There was no escape for us. The Tchetchens were swarming about the yard below and through the chambers of the monastery proper. The only way out of the buildings the monks had set aside for us was through passages or windows leading directly into the yard. We heard one band of Tchetchens breaking in the door that opened into the rooms on the floor below us. We crowded into a corner and waited, trembling, too frightened even to pray.

The Tchetchens climbed the stone stairway. They were cursing their ill fortune at not having found us. One of them pushed in the door of the room in which we had gathered. The moon was shining through the windows and the bandits saw us. Then the spell of our silent fear was broken—we screamed. In an instant the Tchetchen band came pouring into the room.

They called terrible jests to each other. Arousiag and I were kneeling, with our arms around each other. A Tchetchen caught my hair in one hand and that of Arousiag in the other and dragged us down the stairway. The others were either dragged out in the same way or carried into the yard tossed across a Tchetchen’s shoulder.

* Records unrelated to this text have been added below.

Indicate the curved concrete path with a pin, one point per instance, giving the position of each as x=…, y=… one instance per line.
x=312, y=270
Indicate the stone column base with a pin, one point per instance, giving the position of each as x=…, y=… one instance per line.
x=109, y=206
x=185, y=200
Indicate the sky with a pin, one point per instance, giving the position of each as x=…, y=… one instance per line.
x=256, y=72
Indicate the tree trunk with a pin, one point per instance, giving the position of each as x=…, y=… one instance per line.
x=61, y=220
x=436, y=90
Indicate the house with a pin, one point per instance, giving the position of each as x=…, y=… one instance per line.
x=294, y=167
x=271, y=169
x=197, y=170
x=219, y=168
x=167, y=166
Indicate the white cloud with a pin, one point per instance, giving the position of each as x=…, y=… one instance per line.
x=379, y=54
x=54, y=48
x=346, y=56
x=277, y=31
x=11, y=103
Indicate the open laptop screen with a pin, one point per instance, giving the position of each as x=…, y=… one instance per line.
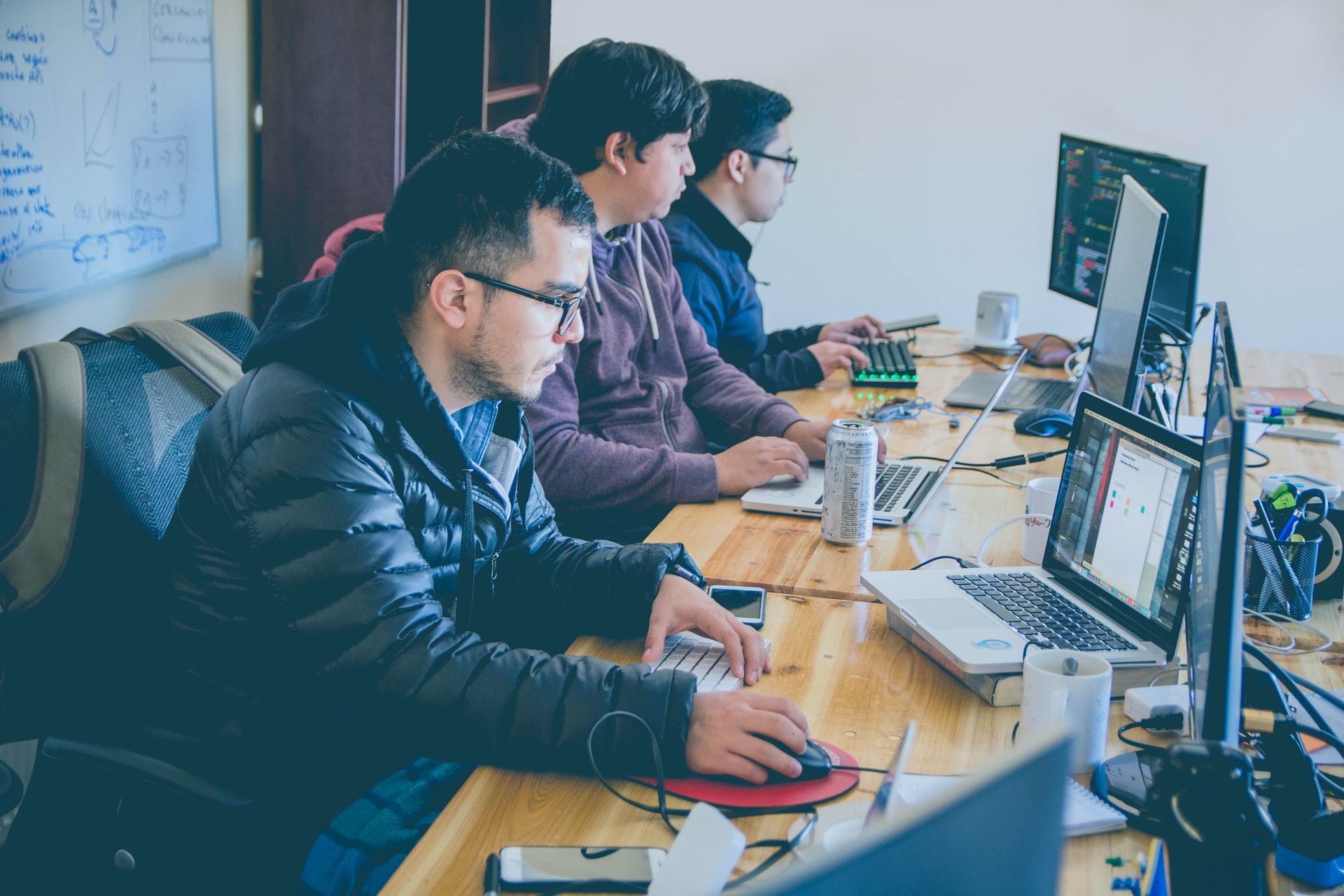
x=1126, y=519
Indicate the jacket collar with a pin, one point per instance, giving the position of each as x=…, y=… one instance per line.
x=707, y=216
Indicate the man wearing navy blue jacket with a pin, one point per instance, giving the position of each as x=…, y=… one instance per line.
x=743, y=164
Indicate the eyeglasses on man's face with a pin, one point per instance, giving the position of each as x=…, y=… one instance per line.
x=568, y=302
x=790, y=163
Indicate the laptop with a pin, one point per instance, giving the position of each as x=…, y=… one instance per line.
x=1117, y=562
x=997, y=833
x=1126, y=289
x=904, y=488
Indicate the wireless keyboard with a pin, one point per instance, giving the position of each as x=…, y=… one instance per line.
x=704, y=659
x=891, y=365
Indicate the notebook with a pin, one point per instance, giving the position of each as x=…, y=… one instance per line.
x=1085, y=813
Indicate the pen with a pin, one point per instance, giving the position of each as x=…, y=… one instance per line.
x=492, y=875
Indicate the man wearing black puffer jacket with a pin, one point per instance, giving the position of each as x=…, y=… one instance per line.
x=323, y=630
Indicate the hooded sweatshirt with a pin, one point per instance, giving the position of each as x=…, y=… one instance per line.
x=624, y=426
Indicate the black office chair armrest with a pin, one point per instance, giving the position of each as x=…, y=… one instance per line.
x=146, y=769
x=11, y=789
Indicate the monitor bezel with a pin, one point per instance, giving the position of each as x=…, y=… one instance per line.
x=1221, y=718
x=1130, y=620
x=1189, y=311
x=1133, y=383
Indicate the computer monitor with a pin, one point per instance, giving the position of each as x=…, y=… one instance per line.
x=1085, y=197
x=1124, y=296
x=1214, y=622
x=997, y=833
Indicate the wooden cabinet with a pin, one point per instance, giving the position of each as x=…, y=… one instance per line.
x=355, y=92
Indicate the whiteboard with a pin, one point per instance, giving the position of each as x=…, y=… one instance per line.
x=106, y=141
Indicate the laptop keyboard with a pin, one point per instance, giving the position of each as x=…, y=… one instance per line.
x=892, y=485
x=704, y=659
x=890, y=365
x=1032, y=391
x=1032, y=608
x=894, y=481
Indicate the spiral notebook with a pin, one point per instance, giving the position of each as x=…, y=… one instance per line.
x=1085, y=813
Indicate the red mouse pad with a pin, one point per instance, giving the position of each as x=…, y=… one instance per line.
x=739, y=794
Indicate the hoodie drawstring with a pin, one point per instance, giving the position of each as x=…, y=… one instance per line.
x=597, y=290
x=644, y=284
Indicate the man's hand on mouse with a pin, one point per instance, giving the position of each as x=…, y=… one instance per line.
x=726, y=729
x=680, y=606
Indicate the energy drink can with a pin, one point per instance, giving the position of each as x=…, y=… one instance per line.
x=851, y=482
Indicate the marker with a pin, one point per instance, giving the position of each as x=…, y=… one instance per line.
x=492, y=875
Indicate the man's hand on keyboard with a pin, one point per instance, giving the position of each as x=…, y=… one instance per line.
x=854, y=331
x=756, y=461
x=832, y=356
x=723, y=735
x=811, y=435
x=680, y=606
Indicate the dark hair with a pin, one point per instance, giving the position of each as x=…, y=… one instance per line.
x=606, y=86
x=742, y=115
x=468, y=206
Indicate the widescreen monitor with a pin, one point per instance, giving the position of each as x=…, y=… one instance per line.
x=1086, y=191
x=1124, y=296
x=1214, y=625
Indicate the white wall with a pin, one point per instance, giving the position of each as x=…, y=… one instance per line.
x=213, y=282
x=927, y=136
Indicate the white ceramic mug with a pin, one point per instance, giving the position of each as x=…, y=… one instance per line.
x=1041, y=498
x=996, y=318
x=1081, y=703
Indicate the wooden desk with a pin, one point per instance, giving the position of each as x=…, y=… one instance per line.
x=855, y=680
x=788, y=554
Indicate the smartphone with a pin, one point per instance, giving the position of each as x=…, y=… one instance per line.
x=911, y=323
x=746, y=603
x=524, y=867
x=1326, y=409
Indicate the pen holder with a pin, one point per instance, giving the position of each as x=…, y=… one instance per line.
x=1266, y=589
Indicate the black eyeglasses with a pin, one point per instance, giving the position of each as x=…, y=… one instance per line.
x=790, y=163
x=569, y=302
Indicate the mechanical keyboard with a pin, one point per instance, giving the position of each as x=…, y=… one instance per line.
x=704, y=659
x=1034, y=609
x=890, y=365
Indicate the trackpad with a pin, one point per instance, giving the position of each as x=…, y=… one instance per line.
x=945, y=613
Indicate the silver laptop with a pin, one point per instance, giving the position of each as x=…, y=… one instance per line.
x=904, y=488
x=1117, y=559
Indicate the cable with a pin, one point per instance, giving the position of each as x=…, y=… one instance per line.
x=1000, y=528
x=1310, y=685
x=997, y=464
x=964, y=564
x=1291, y=649
x=1167, y=722
x=1287, y=680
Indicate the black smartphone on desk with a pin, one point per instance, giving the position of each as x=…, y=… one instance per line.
x=533, y=868
x=745, y=602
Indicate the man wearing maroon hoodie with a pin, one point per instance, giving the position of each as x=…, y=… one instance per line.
x=624, y=428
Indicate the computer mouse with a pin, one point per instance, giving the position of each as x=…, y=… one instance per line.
x=815, y=761
x=1044, y=421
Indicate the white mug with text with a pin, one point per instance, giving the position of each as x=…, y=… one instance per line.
x=1041, y=498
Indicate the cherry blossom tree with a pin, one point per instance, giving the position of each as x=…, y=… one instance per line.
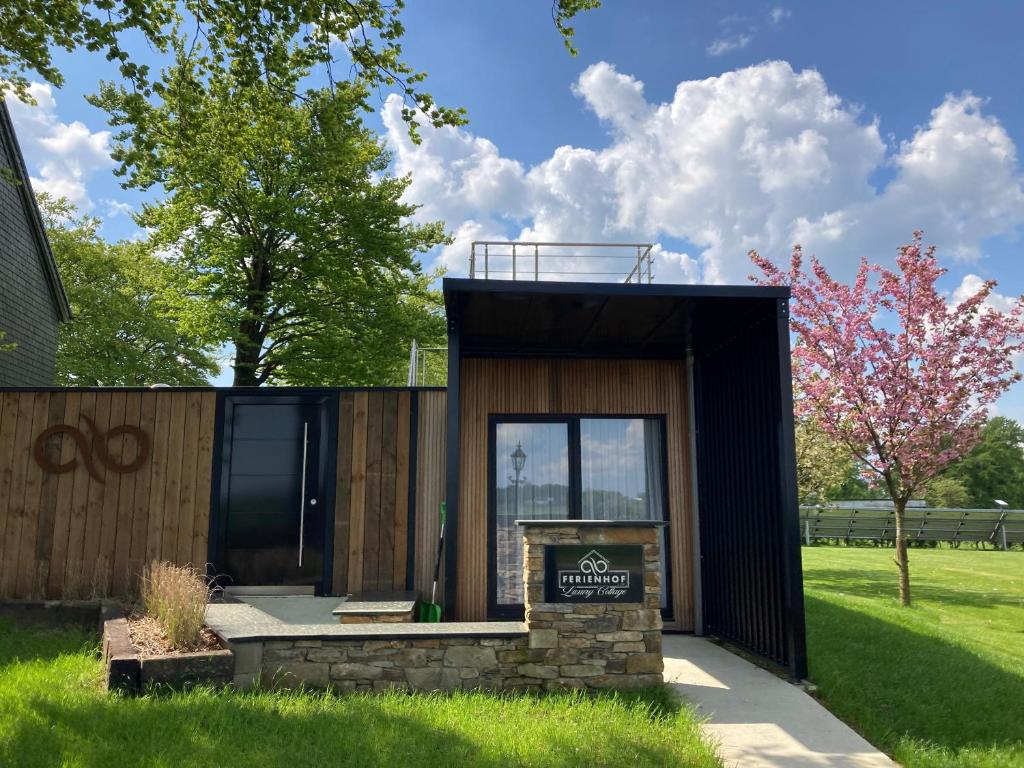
x=890, y=369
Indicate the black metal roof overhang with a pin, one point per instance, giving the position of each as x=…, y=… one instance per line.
x=521, y=318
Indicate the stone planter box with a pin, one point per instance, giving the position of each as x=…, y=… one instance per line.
x=128, y=672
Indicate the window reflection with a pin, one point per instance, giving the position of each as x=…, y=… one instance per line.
x=531, y=481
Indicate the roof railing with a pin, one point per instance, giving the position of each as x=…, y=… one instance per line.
x=629, y=262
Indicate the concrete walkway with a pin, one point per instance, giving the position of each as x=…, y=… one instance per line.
x=758, y=719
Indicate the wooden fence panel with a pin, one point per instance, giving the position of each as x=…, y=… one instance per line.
x=72, y=523
x=375, y=523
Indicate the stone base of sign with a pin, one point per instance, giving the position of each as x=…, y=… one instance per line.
x=594, y=644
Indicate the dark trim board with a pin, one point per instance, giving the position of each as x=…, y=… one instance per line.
x=682, y=290
x=248, y=391
x=790, y=523
x=452, y=468
x=24, y=183
x=414, y=444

About the steps of the chapel we saw the bodies of the monks. All had been driven out of the chapel into the moonlight and then killed. The Tchetchens dragged us outside the monastery gate. They then gathered up their horses and drove them into the yard, where they could be left for the night. Then the Tchetchens returned to us.

Each claimed the girl or girls he had captured and dragged through the yard. Those who were not satisfied with their prizes, in comparing their beauty with those who had fallen to the lot of others, quarreled. Little Arousiag’s arm was broken when one Tchetchen, seeing that the bandit who had captured us had two girls, pulled her away from him. Her captor paid no attention to her screams of pain. He subdued her by twisting her broken arm until she was unconscious.

When daylight came and the Tchetchens could see our faces more plainly they selected those whom they considered the prettiest, and killed the rest. They killed Arousiag because of her broken arm. Then they lifted us onto their horses and took us to Diyarbekir.